File size: 3,527 Bytes

---
license: apache-2.0
library_name: pytorch
pipeline_tag: text-to-video
tags:
  - text-to-video
  - video-generation
  - streaming
  - self-forcing
  - wan2.1
  - 3d-aware
base_model: Wan-AI/Wan2.1-T2V-1.3B
---

# EndlessWorld — Real-Time 3D-Aware Long Video Generation

Checkpoint for **EndlessWorld**, a streaming video diffusion model that produces
*unbounded-length*, 3D-consistent videos in real time on a single GPU.

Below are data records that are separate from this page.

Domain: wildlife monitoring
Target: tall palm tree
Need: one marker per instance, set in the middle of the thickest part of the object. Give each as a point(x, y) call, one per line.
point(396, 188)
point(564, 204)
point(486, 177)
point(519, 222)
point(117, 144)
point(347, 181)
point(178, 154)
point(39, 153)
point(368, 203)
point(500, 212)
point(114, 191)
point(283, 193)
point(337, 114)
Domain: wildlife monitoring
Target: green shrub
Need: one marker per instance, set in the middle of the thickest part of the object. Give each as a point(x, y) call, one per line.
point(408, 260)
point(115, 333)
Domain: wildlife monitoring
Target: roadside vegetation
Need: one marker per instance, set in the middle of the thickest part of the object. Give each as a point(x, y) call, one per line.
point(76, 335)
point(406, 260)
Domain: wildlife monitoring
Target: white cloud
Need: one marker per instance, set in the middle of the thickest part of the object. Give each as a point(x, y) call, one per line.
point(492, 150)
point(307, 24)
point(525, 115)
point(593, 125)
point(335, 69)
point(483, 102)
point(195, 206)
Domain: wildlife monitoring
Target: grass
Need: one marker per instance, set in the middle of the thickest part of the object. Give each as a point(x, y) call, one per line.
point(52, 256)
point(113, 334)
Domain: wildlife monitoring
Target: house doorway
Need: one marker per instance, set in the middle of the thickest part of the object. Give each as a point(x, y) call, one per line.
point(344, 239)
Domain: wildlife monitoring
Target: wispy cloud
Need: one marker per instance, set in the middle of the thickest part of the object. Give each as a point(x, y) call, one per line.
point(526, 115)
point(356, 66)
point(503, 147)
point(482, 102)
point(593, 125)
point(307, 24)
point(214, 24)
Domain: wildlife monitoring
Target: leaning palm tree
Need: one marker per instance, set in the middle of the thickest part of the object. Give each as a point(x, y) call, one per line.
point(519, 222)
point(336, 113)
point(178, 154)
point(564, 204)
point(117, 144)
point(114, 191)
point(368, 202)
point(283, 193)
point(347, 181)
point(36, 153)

- **Paper:** [arXiv:2512.12430](https://arxiv.org/abs/2512.12430)
- **Code:** [github.com/BWGZK-keke/EndlessWorld](https://github.com/BWGZK-keke/EndlessWorld)
- **Base model:** [Wan-AI/Wan2.1-T2V-1.3B](https://huggingface.co/Wan-AI/Wan2.1-T2V-1.3B)
- **3D encoder:** [lhjiang/anysplat](https://huggingface.co/lhjiang/anysplat)

## What's in this repo

| File       | Description                                                             |
|------------|-------------------------------------------------------------------------|
| `model.pt` | DMD-distilled generator weights for the EndlessWorld causal Wan model (step 1000 of the `self_forcing_dmd_separate` SOTA run). |

This is the generator checkpoint only. To run inference you also need:
1. The Wan2.1-T2V-1.3B base weights (text encoder, VAE, etc.)
2. The AnySplat 3D Gaussian feature encoder

See the [GitHub README](https://github.com/BWGZK-keke/EndlessWorld#installation)
for the full setup.

## Method

EndlessWorld extends the **Self-Forcing** causal diffusion framework (Wan2.1
T2V-1.3B backbone) with a **Global 3D-Aware Attention** module that injects
scene geometry — extracted on the fly by AnySplat — into the conditional
embedding of every autoregressive chunk.

![EndlessWorld pipeline](pipeline.png)

Three ingredients:

- **Conditional autoregressive (self-forcing) training** — frames are denoised
  block-by-block with KV-cache, conditioning each new block on previously
  generated content.
- **Global 3D-Aware Attention** — `CrossAttentionFusion` + `To3D` modules ingest
  3D Gaussian features produced by AnySplat and fuse them with the text
  embedding, giving the generator a persistent geometric memory of the world
  rendered so far.
- **Real-time streaming inference** — the rollout loop re-extracts 3D features
  from the most recently decoded chunk and feeds the fused embedding back into
  the causal generator, enabling indefinite extension on a single GPU.

## Quick start

```bash
git clone https://github.com/BWGZK-keke/EndlessWorld
cd EndlessWorld
pip install -r requirements.txt

# Download this checkpoint
huggingface-cli download BWGZK/EndlessWorld model.pt --local-dir checkpoints/

# Update configs/self_forcing_dmd.yaml -> generator_ckpt: checkpoints/model.pt
bash test.sh
```

Loading directly from Python:

```python
import torch
from huggingface_hub import hf_hub_download

ckpt = hf_hub_download(repo_id="BWGZK/EndlessWorld", filename="model.pt")
state_dict = torch.load(ckpt, map_location="cpu")
```

## Training

- **Framework:** Multi-GPU FSDP via the [`train.py`](https://github.com/BWGZK-keke/EndlessWorld/blob/main/train.py)
  entry point with [`configs/self_forcing_dmd.yaml`](https://github.com/BWGZK-keke/EndlessWorld/blob/main/configs/self_forcing_dmd.yaml).

## Citation

```bibtex
@article{zhang2025endlessworld,
  title   = {Endless World: Real-Time 3D-Aware Long Video Generation},
  author  = {Zhang, Ke and others},
  journal = {arXiv preprint arXiv:2512.12430},
  year    = {2025}
}
```

## License

Apache 2.0 — same as the upstream Wan2.1 and Self-Forcing projects.